Uzay teleskoplarının çektiği fotoğraflar her ne kadar bize yepyeni bilgiler sunsa da, artık birbirinin aynısı gibi görünüyor. Ancak bu fotoğraf işleri değiştirmişe benziyor.
Evrende o kadar dev cisimler var ki, özellikle de galaksi kümeleri, uzayı bükebiliyorlar. Adeta bir yatağın üzerine atılmış bovling topu gibi bu dev kütleli cisimler, kozmik boyutta bir “lens” görevi görüyor. NASA bunu şöyle açıklıyor: “Uzay-zamanda oluşan bu ‘eğimi’ takip eden ışık, düz bir çizgi yerine eğik bir yönü takip ediyor ve nesnenin arkasındaki görüntüyü bozuyor ve aydınlatıyor.”


Dünya’dan yaklaşık 1.6 milyon kilometre ötede yörüngede bulunan güçlü James Webb Uzay Teleskobu’nun çektiği yeni bir görüntü, bu bahsi geçen etkiyle görüntüsü bozulmuş bir galaksiyi gösteriyor. “Çekimsel lensleme” adı verilen bu etki, geçtiğimiz yüzyıl Albert Einstein tarafından da öngörülmüştü.
Aşağıda bulunan JWST’nin çektiği görüntü, bazısı kendi galaksimiz Samanyolu gibi spiral şekilde olan birçok galaksiyi gösteriyor. Görüntünün sağında yer alan ise 10 milyar ışık yılı ötedeki, görüntüsü yamulmuş ve uzamış olan MRG-M0138’i gösteriyor. Normalde bu kadar uzakta -ve haliyle oldukça eski, çünkü uzaydaki cisimler ne kadar uzaktaysa o kadar eskiler- olan galaksiler, oldukça sönük görünüyorlar. Ancak doğal şekilde oluşan kozmik lens sayesinde bu galaksinin ışığı daha güçlü bir şekilde teleskoba ulaşıyor. Bu ışığı artmış alanda bir sürpriz de görünüyor. Görüntüsü esnemiş olan bu galaksiye yakından bakıldığında süpernova olarak adlandırılan, patlamış bir yıldızın ışığı da görünüyor. Araştırmacıların adını “Supernova Encore” verdiği patlamış yıldız, devasa çekimsel lens sayesinde fotoğrafta çemberle belirtilmiş yerlerde birden çok sefer görünüyor.

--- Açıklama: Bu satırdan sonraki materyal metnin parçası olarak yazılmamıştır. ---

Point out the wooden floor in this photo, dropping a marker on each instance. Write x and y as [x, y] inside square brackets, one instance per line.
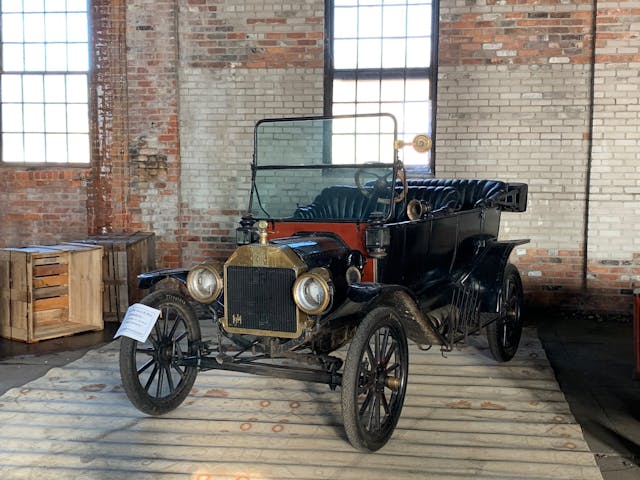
[464, 417]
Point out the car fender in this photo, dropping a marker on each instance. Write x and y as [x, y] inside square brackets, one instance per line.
[486, 274]
[149, 279]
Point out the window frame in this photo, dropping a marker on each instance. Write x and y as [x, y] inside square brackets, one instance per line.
[90, 98]
[430, 73]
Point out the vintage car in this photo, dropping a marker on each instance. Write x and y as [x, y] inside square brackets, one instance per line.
[337, 247]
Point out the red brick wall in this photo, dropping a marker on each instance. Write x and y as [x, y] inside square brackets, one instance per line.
[179, 85]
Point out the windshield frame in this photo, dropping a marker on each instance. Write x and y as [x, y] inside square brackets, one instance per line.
[395, 166]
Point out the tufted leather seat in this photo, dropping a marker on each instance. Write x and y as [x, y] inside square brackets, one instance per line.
[473, 193]
[338, 203]
[440, 199]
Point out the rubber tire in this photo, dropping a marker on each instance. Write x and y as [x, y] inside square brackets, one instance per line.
[504, 334]
[357, 433]
[168, 302]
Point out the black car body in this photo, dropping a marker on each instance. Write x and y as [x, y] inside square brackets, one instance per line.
[338, 247]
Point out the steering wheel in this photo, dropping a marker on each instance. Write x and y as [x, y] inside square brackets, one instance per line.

Daha da ilginç olanı, astronomlar bu lensin, aynı süpernovanın bir başka kopya görüntüsünü, 2030’lu yıllarda belirmesini bekliyor. Bu oldukça değerli ve nadir olay, astronomların evrenin ne kadar hızla genişlediğini ölçmeleri için büyük bir fırsat olarak nitelendiriliyor.

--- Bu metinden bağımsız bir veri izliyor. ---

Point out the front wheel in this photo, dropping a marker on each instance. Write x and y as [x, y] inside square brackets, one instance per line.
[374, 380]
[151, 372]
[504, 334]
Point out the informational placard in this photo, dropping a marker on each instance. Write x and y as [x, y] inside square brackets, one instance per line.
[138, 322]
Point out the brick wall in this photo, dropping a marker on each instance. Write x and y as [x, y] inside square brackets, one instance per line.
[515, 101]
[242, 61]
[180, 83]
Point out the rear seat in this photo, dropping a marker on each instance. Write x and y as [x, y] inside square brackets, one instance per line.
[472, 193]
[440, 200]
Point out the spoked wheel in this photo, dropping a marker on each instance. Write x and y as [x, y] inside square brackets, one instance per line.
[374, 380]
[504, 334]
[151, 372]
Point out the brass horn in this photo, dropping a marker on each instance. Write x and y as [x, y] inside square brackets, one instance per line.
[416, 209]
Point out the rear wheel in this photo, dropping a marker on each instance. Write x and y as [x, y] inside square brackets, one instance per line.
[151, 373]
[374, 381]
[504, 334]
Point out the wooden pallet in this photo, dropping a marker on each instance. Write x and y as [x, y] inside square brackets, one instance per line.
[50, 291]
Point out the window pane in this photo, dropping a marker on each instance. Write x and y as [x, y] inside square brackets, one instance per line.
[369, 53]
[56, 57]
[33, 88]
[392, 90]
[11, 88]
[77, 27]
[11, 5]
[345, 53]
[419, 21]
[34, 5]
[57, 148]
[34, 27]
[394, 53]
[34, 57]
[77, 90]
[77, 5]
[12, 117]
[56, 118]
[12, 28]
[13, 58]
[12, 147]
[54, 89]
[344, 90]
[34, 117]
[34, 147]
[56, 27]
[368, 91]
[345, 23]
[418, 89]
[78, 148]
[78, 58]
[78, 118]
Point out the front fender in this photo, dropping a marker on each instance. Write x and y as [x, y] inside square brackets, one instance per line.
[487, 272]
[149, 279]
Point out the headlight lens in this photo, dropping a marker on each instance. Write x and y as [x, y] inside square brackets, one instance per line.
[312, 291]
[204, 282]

Uzay Teleskobu Bilim Enstitüsü’nden NASA Einstein Araştırmacısı Justin Pierel ve Carnegie Bilim Enstitüsü Gözlemevleri’nden astronom Andrew Newman, NASA açıklamasında şunları söyledi: “Çekimsel bir lensin arkasında kalan bir süpernova patladığında, ışığı Dünya’ya birden fazla yolu takip ederek ulaşır. Bu yolları, aynı anda istasyondan ayrılan birden çok trene benzetebiliriz. Hepsi aynı hızda ve aynı yöne doğru ilerler. Her tren farklı bir yol izler, ancak yolun uzunluğu ve karşılaşılan engeller yüzünden her biri farklı sürelerde hedefine ulaşır. Süpernova görüntüsünün belirdiği zamanlar arasındaki farkları ölçerek, Hubble sabiti olarak bilinen evrenin genişleme oranını ölçebiliriz. Bu da günümüz kozmolojisinin önemli bir problemi.”


WEBB TELESKOBUNUN GÜÇLÜ ÖZELLİKLERİ


NASA, ESA ve Kanada Uzay Ajansı’nın bilimsel ortaklığıyla geliştirilen Webb teleskobu, evrenin en derinlerine bakmak ve evrenin erken dönemleriyle ilgili yeni bilgileri aydınlatması için tasarlandı. Bununla birlikte galaksimizdeki ilgi çeken gezegenler ve Güneş Sistemi’ndeki gezegen ve uydular hakkında da detaylı bilgiler sunuyor.